Open MPI logo

Open MPI User's Mailing List Archives

  |   Home   |   Support   |   FAQ   |   all Open MPI User's mailing list

Subject: Re: [OMPI users] newbie: Submitting Open MPI jobs to SGE ( `qsh, -pe orte 4` fails)
From: Reuti (reuti_at_[hidden])
Date: 2013-02-11 10:50:54


Am 11.02.2013 um 12:26 schrieb Pierre Lindenbaum:

> <snip>
> and I've changed `shell_start_mode posix_compliant` to `unix_behavior ` using `qconf -mconf`. (However, shell_start_mode is still listed as posix_compliant )

AFAIK this is deprecated on the configuration level, as it moved to the queue definition `qconf -mq all.q`.

> Now, qsh -pe orte 4 works
>
> qsh -pe orte 4

A plain `qsh` is working for you? This is an old startup method due to the insecure X11 startup it shouldn't be used any longer IMO.

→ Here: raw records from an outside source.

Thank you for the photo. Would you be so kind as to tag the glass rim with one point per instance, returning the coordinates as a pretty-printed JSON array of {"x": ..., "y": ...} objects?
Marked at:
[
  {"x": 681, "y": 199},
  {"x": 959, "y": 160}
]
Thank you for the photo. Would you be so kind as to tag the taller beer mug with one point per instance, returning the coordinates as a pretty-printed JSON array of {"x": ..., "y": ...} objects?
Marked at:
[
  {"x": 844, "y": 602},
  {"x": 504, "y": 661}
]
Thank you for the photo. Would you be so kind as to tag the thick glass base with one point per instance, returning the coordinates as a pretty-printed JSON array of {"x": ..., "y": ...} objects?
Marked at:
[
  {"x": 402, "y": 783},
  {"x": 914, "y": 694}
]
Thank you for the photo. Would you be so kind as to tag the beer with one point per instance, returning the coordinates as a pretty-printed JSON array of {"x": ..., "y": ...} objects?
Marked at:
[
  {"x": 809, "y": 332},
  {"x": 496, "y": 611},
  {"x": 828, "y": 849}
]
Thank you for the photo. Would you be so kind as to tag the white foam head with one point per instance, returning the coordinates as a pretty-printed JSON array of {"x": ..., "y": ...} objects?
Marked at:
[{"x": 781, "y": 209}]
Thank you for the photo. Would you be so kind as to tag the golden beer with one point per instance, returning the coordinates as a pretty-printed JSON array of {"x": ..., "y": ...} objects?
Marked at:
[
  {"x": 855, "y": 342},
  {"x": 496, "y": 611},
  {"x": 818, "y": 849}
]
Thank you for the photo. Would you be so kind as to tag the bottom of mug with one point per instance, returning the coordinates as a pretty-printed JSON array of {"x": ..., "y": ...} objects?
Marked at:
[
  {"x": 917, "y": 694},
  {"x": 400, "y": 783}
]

> Your job 84581 ("INTERACTIVE") has been submitted
> waiting for interactive job to be scheduled ...
> Your interactive job 84581 has been successfully scheduled.
>
>
> (should I run that command before running any a new mpirun command ?)
>
> when invoking:
>
> qsub -cwd -pe orte 7 with-a-shell.sh
> or
> qrsh -cwd -pe orte 100 /commun/data/packages/openmpi/bin/mpirun /path/to/a.out arg1 arg2 arg3 ....
>
> that works too ! Thank you ! :-)
>
>
> queuename qtype resv/used/tot. load_avg
> arch states
> ---------------------------------------------------------------------------------
> all.q_at_node01 BIP 0/15/64 2.76 lx24-amd64
> 84598 0.55500 mpirun lindenb r 02/11/2013 12:03:36 15
> ---------------------------------------------------------------------------------
> all.q_at_node02 BIP 0/14/64 3.89 lx24-amd64
> 84598 0.55500 mpirun lindenb r 02/11/2013 12:03:36 14
> ---------------------------------------------------------------------------------
> all.q_at_node03 BIP 0/14/64 3.23 lx24-amd64
> 84598 0.55500 mpirun lindenb r 02/11/2013 12:03:36 14
> ---------------------------------------------------------------------------------
> all.q_at_node04 BIP 0/14/64 3.68 lx24-amd64
> 84598 0.55500 mpirun lindenb r 02/11/2013 12:03:36 14
> ---------------------------------------------------------------------------------
> all.q_at_node05 BIP 0/15/64 2.91 lx24-amd64
> 84598 0.55500 mpirun lindenb r 02/11/2013 12:03:36 15
> ---------------------------------------------------------------------------------
> all.q_at_node06 BIP 0/14/64 3.91 lx24-amd64
> 84598 0.55500 mpirun lindenb r 02/11/2013 12:03:36 14
> ---------------------------------------------------------------------------------
> all.q_at_node07 BIP 0/14/64 3.79 lx24-amd64
> 84598 0.55500 mpirun lindenb r 02/11/2013 12:03:36 14
>
>
>
> OK, my first openmpi program works. But as far as I can see: it is faster when invoked on the master node (~3.22min) than when invoked by means of SGE (~7H45):

It's 7:45 to 3:32 - both in minutes:seconds, or?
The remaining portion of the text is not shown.